Cada vez que explico esto a algún amigo termina con las manos en la cabeza. Sí, se ha entendido bien, cuando le damos nuestro certificado al gestor, le estamos entregando literalmente nuestra vida. El certificado digital es algo en extremo delicado que jamás se debería de ceder a nadie, podría ser cómodo en un momento dado dejarlo a un tercero, pero aun cuando dicho tercero fuese de plena y total confianza, no es algo que no haya que pensar y mucho. Y a un tercero que nos cobra por ello… en la vida.

Y la cosa puede ponerse peor… nada ni nadie nos asegura que aun cuando dicho gestor fuese honrado, su equipo fuese comprometido por una cuarta persona, ya fuese alguien de su entorno, ya fuese un hacker, ya fuese un ladrón que roba su equipo… JAMÁS, NUNCA, deis vuestro certificado a nadie, y menos a un gestor. Y quien ya haya caído en ello, es muy simple: Primero notificar al gestor que a partir de ahora todos los trámite los presentará a su nombre y en todo caso lo autorizaremos, y si tampoco es posible, presentaremos nosotros mismos los documentos. Y en segundo lugar, aunque nos asegure que ha borrado el certificado tampoco podemos creerlo, deberemos realizar una nueva solicitud, ya que al realizarla automáticamente se revocará el certificado anterior.

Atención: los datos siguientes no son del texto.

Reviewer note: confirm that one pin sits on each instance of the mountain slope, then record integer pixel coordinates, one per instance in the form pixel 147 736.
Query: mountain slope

En otro orden de cosas, el uso de tarjetas criptográficas es igualmente recomendable para aquellos que hacen un uso habitual de sus certificados. Instalarlos en los equipos es peligroso por las razones ya expuestas. A día de hoy hay tarjetas criptográficas de todo tipo. La tarjeta CERES solo es una de muchas. Un lector de tarjetas parece algo incómodo para trabajar con los certificados, pero pensad que tenemos tarjetas/tokens que pueden conectarse por USB o por NFC incluso, la dejamos caer sobre el lector NFC, trabajamos normalmente (introducimos el PIN si se requiere) y la cogemos al acabar. Fácil, cómodo y seguro.

¿Podemos mejorar la seguridad aun más? Sí, aun podemos mejorarla algo más como veremos en capítulos siguientes. Con tarjetas/tokens criptográficos logramos usar «Algo que tenemos» y «Algo que sabemos», pero pronto podremos también usar «Algo que somos», y el uso de sistemas dobles. Al final se trata de lo mismo, poner capas que puedan ser en la medida de lo posible lo más transparente posible para el usuario, y que solucione las deficiencias de otros sistemas. El sistema perfecto no existe ni existirá, pero podemos acercarnos mucho a él.